In her role for almost 20 years, Dixon has won several statewide and national awards, and the 2018 plans might earn her a few more. It’s a heavy lift, one that balances the needs and interests of students, faculty, staff, and the surrounding community. The Plan honors the natural environment of native trees, sinkhole ponds, and a lake against new construction as well as historically significant buildings. It also navigates the budgetary constraints that all schools face.
Thus far the plan is well on its way to implementation, with several projects in various stages of development. This includes “gateway” roads leading into the campus, as well as a bicycle-pedestrian zone that allows people to move about campus without interference from autos and buses. A major academic building that received LEED Gold certification in 2020, Norman Hall has been renovated and given an addition to expand its program—accomplished in a way that didn’t challenge its status on the National Register of Historic Places.
The Plan’s prioritization of active transportation (walking and bicycling) might look inconsistent with the car culture more typically associated with Florida. But Gainesville and UF are different, the director notes.
“This city was unique in that it had a bicycle culture already in the 1960s,” Dixon says. “This was carried through the 1980s when Gainesville citizens persuaded the Florida Department of Transportation to hire the country’s first bicycle coordinator.” She acknowledges this coincided with a certain degree of sprawl at that same time, but development is beginning to return to the urban center in the 21st century. “Off campus housing is now closer in, making it more viable to get around by bike. We’re also seeing more ‘micro-mobility,’ with e-scooters, first-mile transit minibuses, and an autonomous shuttle.”
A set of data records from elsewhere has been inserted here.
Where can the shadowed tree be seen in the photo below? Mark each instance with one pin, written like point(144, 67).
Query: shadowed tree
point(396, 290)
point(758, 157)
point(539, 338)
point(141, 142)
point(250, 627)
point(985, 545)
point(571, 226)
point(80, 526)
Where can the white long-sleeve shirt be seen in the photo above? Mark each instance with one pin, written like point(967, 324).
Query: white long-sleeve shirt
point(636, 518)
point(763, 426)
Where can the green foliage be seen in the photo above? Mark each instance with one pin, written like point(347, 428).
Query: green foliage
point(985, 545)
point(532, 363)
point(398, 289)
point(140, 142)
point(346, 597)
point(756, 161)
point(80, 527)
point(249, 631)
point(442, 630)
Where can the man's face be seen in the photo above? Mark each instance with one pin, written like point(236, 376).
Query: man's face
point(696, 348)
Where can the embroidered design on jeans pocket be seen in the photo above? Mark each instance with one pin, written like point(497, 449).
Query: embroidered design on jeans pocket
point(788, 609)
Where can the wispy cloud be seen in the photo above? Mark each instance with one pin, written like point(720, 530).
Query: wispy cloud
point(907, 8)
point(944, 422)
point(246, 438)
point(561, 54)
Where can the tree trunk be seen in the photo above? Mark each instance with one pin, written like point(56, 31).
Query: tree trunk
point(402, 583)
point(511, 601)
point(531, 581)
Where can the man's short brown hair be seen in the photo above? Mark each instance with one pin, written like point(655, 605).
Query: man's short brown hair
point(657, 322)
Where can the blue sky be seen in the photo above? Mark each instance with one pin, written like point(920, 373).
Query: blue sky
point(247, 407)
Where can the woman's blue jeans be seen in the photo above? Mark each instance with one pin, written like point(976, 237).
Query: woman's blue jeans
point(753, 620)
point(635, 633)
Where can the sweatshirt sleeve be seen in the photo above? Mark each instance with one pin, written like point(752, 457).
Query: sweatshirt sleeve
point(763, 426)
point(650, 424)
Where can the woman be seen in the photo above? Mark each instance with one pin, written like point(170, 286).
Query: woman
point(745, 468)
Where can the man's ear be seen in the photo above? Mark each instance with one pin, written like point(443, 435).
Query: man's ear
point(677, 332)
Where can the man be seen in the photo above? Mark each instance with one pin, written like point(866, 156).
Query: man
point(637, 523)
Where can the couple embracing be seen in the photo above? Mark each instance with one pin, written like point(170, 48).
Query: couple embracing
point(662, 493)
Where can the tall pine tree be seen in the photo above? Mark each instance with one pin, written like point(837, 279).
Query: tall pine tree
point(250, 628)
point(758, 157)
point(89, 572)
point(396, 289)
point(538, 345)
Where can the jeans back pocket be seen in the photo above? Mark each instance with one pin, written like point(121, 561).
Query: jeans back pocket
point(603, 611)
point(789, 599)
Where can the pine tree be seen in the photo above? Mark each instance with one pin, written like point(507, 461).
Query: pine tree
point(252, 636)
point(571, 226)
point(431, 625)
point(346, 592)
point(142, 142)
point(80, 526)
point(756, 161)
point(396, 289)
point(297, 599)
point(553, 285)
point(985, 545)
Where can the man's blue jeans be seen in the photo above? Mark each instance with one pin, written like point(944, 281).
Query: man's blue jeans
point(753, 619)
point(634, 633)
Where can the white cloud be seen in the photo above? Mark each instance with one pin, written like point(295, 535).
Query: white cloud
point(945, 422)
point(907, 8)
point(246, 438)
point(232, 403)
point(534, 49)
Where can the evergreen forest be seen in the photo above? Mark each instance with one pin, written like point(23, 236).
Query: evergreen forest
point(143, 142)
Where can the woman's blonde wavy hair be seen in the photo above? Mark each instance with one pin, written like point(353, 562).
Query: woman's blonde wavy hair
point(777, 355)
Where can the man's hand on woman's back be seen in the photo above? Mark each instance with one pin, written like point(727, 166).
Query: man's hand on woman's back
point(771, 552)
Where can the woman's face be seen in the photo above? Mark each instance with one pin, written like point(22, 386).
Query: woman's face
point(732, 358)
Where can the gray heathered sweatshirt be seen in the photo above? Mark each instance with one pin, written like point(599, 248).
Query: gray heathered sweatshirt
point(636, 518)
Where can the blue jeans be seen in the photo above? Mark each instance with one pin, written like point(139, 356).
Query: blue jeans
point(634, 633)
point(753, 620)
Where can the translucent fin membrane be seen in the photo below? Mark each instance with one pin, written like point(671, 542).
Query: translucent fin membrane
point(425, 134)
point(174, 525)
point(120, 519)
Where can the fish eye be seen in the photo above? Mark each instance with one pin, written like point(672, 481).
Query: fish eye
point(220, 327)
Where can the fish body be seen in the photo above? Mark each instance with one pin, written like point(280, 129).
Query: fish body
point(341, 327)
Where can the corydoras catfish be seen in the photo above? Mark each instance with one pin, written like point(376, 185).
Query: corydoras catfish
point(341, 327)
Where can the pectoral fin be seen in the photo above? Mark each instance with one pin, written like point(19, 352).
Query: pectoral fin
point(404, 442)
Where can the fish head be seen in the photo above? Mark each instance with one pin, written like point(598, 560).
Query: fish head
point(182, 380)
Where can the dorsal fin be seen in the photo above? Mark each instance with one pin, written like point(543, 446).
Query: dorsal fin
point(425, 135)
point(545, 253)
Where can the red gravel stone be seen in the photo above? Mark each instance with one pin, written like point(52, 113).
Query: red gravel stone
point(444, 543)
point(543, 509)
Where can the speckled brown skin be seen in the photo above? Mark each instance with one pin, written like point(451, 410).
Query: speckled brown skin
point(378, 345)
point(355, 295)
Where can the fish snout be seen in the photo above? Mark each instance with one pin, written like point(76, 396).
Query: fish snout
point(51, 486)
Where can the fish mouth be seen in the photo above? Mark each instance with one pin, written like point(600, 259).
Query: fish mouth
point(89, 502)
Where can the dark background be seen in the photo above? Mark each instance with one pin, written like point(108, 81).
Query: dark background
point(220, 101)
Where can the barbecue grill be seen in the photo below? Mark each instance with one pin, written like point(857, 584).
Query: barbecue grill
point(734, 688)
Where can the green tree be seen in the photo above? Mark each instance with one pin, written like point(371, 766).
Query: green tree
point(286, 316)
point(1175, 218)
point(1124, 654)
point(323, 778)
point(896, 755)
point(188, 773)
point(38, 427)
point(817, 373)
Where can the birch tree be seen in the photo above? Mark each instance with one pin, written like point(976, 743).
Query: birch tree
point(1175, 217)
Paths and boardwalks serve as both a means of observing nature and providing contemplative spaces as they are corridors for getting around—connecting, not just diverting. These natural spaces are a source of pride for Gainesville residents and the tree canopy is important for walking and biking in the warm Florida climate.
Dixon characterizes the Master Plan as something that acknowledges that “landscape is the backdrop, within which the buildings are placed.” By this she refers to some features that northeastern Ivy League schools might envy: natural water bodies (sinkhole ponds and a lake) and largely native tree canopies (live oaks, bluff oaks, sycamores, magnolias, and cabbage palms). When a new building is constructed in this environment, architects and contractors have to “think outside the construction fence to integrate surrounding landscape and circulation systems,” she says. As throughout Florida, UF’s signature Lake Alice has alligators that evidently like their surroundings just fine.
But in the broader sense, the Plan and the idea of this university is to always think outside the physical barriers. Dixon observes that Gainesville, as with many college towns, will always have a somewhat transitory population. “But often people leave and then they come back,” she says. “It’s amazing how often you hear that story. There’s something here that draws people back.”
She interprets that this matters in her role as a designer and planner. “We try to keep important values at the forefront of the plan. It’s about identity—‘Gator Nation’ has 500,000 alumni—and we have to uphold that identity.”